Women return to the workforce

With the reopening of schools and the recovery of daycare centers, women have also accelerated their return to the workforce. During the pandemic, women, particularly mothers, were more likely to lose their jobs or quit and leave the workforce altogether.

However, that trend reversed sharply in March. Of the 418,000 people who found or started looking for work that month, roughly three-quarters were women. The proportion of women who have or are looking for work jumped to 76.5% in March, seven tenths more than the previous month and not far from the pre-pandemic level of 76.9%.

The equivalent figure for men is much higher, at 88.7%, but it is also half a point lower than it was before COVID-19.

High pay to keep the Fed on its toes

With consumers spending steadily and the economy growing at its fastest pace in nearly four decades, companies have been desperate to fill a record level of job openings. Companies large and small have raised wages to find and keep workers.

In March, average hourly wages excluding supervisors rose 6.7% from a year earlier, matching the annual pace in January and February. Except for two months distorted by the pandemic, those are the strongest annual gains in four decades.

While these healthy raises are great for workers, they’re fueling the biggest rise in inflation since the early 1980s.
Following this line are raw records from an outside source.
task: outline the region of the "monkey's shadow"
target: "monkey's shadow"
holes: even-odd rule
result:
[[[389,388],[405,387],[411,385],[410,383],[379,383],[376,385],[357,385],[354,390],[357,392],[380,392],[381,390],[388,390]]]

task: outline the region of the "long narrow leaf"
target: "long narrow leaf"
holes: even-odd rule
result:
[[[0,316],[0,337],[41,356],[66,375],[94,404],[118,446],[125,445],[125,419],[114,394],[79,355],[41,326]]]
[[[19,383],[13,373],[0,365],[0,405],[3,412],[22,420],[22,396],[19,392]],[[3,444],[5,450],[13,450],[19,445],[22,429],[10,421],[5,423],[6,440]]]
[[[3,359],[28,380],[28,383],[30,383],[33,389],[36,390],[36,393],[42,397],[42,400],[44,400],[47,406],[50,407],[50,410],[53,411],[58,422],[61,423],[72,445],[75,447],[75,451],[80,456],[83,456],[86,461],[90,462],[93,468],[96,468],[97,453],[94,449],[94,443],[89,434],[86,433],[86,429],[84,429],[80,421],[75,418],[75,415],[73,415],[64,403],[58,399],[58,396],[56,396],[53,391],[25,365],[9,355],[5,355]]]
Unless businesses can find ways to make their operations more efficient, they’ll spend at least some of their higher labor costs to customers in the form of higher prices.

On a monthly basis, wage gains have slowed over the past three months, Bunker said, suggesting wage increases may have peaked.

Still, the Fed is expected to raise its short-term benchmark rate by half a percentage point at its May and June meetings. Those would be the Fed’s first half-point rate hikes since 2000, and it would be a sign of how quickly Fed Chairman Jerome Powell wants to start cooling the economy to contain inflation.

Recovered works

Of the top 11 industries in the US economy, six have regained all the jobs they lost during the pandemic recession. Most other industries are pretty close.

The only exception: Leisure and hospitality, which includes restaurants, bars, hotels, amusement parks and other forms of leisure. Leisure and hospitality, one of the largest employers in the United States, still has 1.5 million fewer jobs than before the pandemic, a decrease of 8.7%.

The changes also allow a glimpse of the evolution of the economy in the last two years. The industry with the largest percentage increase has been transportation and warehousing, which now has 10% more jobs than before the pandemic. That increase reflects the huge increase in online shopping in the last two years.

Racial gaps narrow

The nation’s most stubborn racial unemployment gap, the one between black and white workers, narrowed a bit in March. Unemployment for African Americans fell to 6.2%, from 6.6%, while for whites it fell to 3.2%, from 3.3%. That three-point gap is smaller than a year ago, when unemployment for black workers was 9.5% and for whites 5.3%.

Still, unemployment for black workers remains nearly double that for whites, an enduring ratio that William Darity, an economist at Duke University, has called “a powerful index of discrimination.”